The code for that exercise sheet as well as the instructions have been prepared in a *Jupyter* notebook. You can 
retrieve the exercise material (notebook, data and exercise sheet) using `git`. For that follow these steps:

- If you haven't done yet clone the repository. Login to the *UHH Jupyter Machine*. Go to the folder where you want
  to place the new repository. Select *Git > Clone a Repository* in the toolbar on the top of the *Jupyter Lab* web
  interface. Now a dialog that asks for a web address should open. Enter the URL
  [https://github.com/pkausw/ml_exercise.git](https://github.com/pkausw/ml_exercise.git) of the exercise.

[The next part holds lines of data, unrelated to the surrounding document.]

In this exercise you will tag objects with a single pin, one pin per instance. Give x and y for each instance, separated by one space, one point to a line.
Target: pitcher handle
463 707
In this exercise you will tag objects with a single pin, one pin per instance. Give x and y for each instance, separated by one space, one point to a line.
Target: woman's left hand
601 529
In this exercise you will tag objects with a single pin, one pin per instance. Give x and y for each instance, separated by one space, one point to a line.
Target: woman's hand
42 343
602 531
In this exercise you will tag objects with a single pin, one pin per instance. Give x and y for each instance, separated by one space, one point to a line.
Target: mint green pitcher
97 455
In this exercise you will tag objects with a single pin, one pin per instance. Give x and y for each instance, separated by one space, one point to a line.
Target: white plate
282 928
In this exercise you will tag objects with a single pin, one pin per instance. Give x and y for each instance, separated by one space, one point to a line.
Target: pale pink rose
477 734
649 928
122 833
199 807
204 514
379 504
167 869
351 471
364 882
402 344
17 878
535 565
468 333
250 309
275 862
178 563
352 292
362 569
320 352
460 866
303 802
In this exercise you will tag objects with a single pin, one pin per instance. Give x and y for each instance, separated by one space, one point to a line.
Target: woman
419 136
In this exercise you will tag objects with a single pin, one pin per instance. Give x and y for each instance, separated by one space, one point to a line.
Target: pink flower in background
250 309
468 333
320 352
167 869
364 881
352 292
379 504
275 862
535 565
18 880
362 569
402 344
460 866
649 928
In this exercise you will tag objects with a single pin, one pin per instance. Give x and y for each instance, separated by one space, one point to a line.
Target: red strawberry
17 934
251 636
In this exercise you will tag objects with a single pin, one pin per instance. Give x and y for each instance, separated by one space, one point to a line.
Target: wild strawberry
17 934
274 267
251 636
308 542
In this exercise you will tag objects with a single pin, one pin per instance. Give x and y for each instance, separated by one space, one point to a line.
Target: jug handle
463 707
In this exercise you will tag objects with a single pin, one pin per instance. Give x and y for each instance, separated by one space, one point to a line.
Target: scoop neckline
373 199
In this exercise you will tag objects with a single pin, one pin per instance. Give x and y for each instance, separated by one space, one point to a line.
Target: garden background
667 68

  After having pressed the *Clone* button the download of the repository starts. A new folder with the name of
  the repository should appear in the file browser sidebar.

- To update the repository contents go to the repository folder that you have cloned. For retrieving the recent version
  of the repository go to *Git > Pull from Remote* in the toolbar on the top of the *Jupyter Lab* web interface.

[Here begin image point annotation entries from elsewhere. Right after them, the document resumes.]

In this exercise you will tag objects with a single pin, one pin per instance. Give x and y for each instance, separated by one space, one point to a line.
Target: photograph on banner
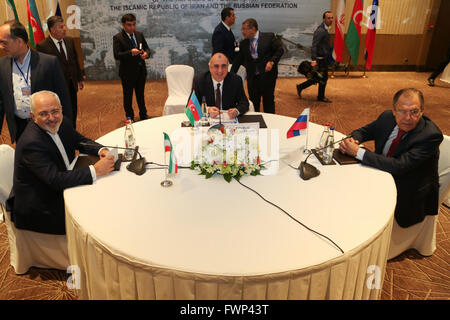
179 32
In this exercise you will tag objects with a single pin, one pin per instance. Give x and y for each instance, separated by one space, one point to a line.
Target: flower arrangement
231 154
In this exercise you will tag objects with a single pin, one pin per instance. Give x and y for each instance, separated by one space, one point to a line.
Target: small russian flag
300 125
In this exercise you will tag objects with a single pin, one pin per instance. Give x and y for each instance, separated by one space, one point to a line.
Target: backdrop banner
179 31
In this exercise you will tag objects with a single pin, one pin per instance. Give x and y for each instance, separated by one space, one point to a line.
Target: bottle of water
328 151
205 121
130 140
323 139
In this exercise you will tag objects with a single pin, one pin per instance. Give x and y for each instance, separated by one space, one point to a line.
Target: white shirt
57 140
392 136
21 79
221 90
56 42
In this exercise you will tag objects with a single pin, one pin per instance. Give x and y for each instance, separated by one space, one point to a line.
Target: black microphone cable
290 216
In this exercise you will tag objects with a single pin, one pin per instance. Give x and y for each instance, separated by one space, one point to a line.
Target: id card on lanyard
26 90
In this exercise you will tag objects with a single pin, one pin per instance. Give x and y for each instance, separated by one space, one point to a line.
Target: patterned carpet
356 101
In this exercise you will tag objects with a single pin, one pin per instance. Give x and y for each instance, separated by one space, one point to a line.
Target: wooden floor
356 101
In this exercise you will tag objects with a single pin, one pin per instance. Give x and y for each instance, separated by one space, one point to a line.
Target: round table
209 239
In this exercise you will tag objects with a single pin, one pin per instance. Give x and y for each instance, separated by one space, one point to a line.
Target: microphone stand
136 166
308 171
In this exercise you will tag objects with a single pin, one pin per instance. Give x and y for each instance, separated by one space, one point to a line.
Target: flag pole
306 150
165 183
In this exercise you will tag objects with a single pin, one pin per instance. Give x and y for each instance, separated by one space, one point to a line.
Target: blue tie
133 41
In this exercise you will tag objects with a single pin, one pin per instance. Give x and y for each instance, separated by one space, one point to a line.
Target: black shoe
299 91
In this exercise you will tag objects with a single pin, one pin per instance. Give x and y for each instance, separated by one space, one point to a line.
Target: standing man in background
259 53
131 49
320 51
22 72
223 40
57 44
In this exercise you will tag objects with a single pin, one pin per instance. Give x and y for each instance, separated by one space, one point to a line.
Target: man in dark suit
407 146
57 44
221 89
223 38
23 72
320 52
131 49
41 167
259 53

- Next, copy the input data for this exercise to the machine. For this, open a new terminal by clicking on the *+* sign at the top of this window and select *Other > Terminal*. Execute the following command: 
`wget https://syncandshare.desy.de/index.php/s/rKrtHqbQwb5TAfg/download -O dataset.zip`. This will create the file `dataset.zip` in your current working directory.

- Unpack this new file with `unzip dataset.zip`. You will now see the directory `wuhan_data`.

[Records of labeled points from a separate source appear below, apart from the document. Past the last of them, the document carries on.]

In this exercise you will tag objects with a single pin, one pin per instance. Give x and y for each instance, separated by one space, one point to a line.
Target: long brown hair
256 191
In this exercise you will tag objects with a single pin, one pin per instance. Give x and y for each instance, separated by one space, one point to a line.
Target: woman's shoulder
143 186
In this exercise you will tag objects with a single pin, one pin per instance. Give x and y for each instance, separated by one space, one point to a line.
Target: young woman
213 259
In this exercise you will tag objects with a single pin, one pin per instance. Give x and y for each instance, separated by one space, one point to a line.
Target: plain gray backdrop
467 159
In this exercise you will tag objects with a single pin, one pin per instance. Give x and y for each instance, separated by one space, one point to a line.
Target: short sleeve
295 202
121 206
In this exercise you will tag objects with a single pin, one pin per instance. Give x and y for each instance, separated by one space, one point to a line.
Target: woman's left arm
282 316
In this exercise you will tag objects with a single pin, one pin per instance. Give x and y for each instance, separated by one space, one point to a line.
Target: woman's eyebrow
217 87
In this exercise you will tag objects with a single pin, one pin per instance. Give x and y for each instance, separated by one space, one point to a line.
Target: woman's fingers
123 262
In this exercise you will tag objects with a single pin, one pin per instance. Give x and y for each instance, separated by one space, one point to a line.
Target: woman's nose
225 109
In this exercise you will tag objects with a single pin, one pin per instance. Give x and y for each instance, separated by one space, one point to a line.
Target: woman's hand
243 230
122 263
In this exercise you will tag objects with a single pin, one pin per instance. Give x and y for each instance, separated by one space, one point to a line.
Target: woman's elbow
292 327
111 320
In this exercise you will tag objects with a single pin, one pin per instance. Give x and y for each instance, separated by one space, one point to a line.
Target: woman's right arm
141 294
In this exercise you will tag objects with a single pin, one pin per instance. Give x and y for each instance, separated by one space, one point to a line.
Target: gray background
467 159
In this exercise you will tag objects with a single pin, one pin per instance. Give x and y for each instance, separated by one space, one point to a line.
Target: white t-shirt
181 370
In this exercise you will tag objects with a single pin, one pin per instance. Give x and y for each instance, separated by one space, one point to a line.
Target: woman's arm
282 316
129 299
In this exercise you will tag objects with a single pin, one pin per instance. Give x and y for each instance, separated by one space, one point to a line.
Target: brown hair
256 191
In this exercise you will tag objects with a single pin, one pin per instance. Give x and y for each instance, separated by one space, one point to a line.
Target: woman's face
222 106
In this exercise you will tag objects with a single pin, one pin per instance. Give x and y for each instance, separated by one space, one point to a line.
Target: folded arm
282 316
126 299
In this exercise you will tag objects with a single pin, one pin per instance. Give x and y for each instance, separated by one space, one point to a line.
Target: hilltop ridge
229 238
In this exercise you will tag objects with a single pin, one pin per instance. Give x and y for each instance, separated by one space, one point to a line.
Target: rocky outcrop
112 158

- Move the data to the correct location. Assuming you are still in the same directory into which you cloned the `ml_exercise` repository, the command is `mv wuhan_data/top-tagging ml_exercise/data`

- In order to read this data, we need to install one final python package. Execute `pip install tables`.

You are now all set up for the exercise.

## 1. Top tagging using deep neural networks

We want to separate jets that originate from top quarks from jets that originate from gluons.

- **Task 1.1.** What is the difference between jets originating from top quarks and gluons?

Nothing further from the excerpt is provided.